Solid Energy chairman Mark Ford said he believed the result and write-offs were a "realistic reflection of the coal markets in which we now operate".
"The write-downs draw a line under those parts of the business that no longer form part of our future and acknowledge that any future improvement in value will come from our core coal mining activities.
"We have rigorously cleaned up the balance sheet to give the refocused coal mining business its best chance to trade its way back to profitability over time and to repay the confidence shown in us by our shareholder and funders."
Solid Energy’s total assets at June 2013 were $859 million, down $308 million on the same time last year due to impairments.
Net bank debt and bonds at the end of the period were $381 million (June 2012: $295 million), comprising drawn bank facilities net of cash of $286 million and Medium Term Note issues of $95 million.

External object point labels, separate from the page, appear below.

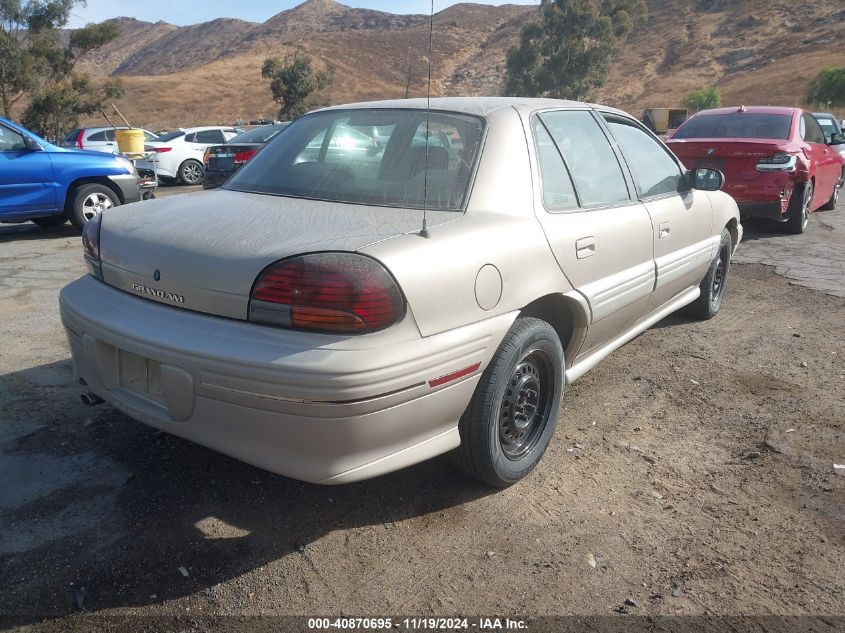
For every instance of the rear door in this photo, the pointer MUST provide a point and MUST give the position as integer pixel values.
(26, 176)
(682, 219)
(826, 159)
(600, 234)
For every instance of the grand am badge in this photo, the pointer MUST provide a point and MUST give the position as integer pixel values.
(159, 294)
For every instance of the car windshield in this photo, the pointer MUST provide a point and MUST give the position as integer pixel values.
(170, 136)
(261, 134)
(736, 125)
(374, 157)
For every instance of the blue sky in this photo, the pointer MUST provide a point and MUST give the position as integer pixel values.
(193, 11)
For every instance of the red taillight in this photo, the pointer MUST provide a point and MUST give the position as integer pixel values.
(329, 292)
(244, 155)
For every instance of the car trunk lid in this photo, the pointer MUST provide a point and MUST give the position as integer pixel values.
(203, 251)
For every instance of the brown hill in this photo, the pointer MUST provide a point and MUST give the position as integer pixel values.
(756, 51)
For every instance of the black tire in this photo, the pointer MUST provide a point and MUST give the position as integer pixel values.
(510, 421)
(191, 172)
(715, 281)
(800, 203)
(830, 205)
(51, 220)
(90, 200)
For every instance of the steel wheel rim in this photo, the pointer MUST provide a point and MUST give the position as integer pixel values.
(95, 204)
(526, 404)
(193, 173)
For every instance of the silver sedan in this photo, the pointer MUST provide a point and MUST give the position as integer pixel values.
(387, 282)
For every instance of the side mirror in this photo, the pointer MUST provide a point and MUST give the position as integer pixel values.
(707, 179)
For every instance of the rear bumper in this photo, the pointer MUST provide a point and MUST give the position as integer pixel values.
(340, 411)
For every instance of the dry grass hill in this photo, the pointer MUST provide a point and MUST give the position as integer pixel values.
(757, 51)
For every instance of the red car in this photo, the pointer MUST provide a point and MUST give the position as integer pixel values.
(776, 162)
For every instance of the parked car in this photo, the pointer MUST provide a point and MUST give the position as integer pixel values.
(776, 161)
(50, 185)
(830, 127)
(98, 139)
(179, 153)
(333, 319)
(221, 161)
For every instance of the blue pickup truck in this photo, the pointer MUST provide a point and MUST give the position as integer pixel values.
(50, 185)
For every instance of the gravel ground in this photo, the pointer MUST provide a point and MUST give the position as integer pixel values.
(691, 473)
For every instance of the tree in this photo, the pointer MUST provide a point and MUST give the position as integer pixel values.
(28, 33)
(828, 87)
(65, 95)
(703, 99)
(293, 82)
(568, 53)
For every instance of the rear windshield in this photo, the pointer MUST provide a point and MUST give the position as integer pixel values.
(736, 125)
(170, 136)
(261, 134)
(393, 158)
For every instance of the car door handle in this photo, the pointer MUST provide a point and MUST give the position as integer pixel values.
(585, 247)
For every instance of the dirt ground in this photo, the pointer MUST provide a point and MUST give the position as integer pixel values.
(692, 473)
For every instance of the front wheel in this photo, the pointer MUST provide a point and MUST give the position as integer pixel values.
(800, 206)
(90, 201)
(512, 416)
(190, 172)
(715, 281)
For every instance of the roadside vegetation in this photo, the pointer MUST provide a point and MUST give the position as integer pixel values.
(37, 66)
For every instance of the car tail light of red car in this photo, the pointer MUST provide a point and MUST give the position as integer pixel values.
(327, 292)
(780, 161)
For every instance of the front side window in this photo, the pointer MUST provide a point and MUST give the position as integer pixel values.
(393, 158)
(655, 172)
(558, 192)
(11, 141)
(589, 156)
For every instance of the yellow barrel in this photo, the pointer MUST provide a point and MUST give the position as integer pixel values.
(130, 141)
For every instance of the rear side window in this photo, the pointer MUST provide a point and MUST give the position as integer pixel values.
(589, 156)
(392, 158)
(655, 172)
(811, 131)
(736, 125)
(208, 136)
(556, 184)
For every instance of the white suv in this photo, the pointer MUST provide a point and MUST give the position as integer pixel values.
(179, 154)
(98, 139)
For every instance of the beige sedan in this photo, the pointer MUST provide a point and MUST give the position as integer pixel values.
(387, 282)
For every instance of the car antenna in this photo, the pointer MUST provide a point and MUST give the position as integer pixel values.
(424, 231)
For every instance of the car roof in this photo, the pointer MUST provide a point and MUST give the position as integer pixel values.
(751, 110)
(479, 106)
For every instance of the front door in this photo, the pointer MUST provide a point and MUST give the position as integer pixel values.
(26, 177)
(682, 218)
(600, 235)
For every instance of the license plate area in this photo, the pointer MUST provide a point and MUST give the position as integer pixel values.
(141, 376)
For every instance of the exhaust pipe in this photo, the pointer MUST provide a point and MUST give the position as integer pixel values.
(90, 399)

Gearing increased to 81% after asset impairments as the company strategically repositioned in response to weakened export coal markets. This resulted in a decrease in shareholders’ funds of $332 million to $91.6 million.
Cashflows from operations were negative $49.8 million compared with inflows of $142.2 million in 2012, with $327.0 million in decreased cash receipts largely as a result of lower prices.
Capital investment totaled $55.4 million compared with $164.0 million for the 2012 financial year. Of this, approximately $22 million related to spend at Spring Creek and Huntly East Mines before development work was halted.
Significant writedowns included $80.1 million on the Stockton Mine as a result of lower assumptions on future coal pricing and a further $53.1 million writedown (on top of $64.3 million last year) for the Spring Creek mine.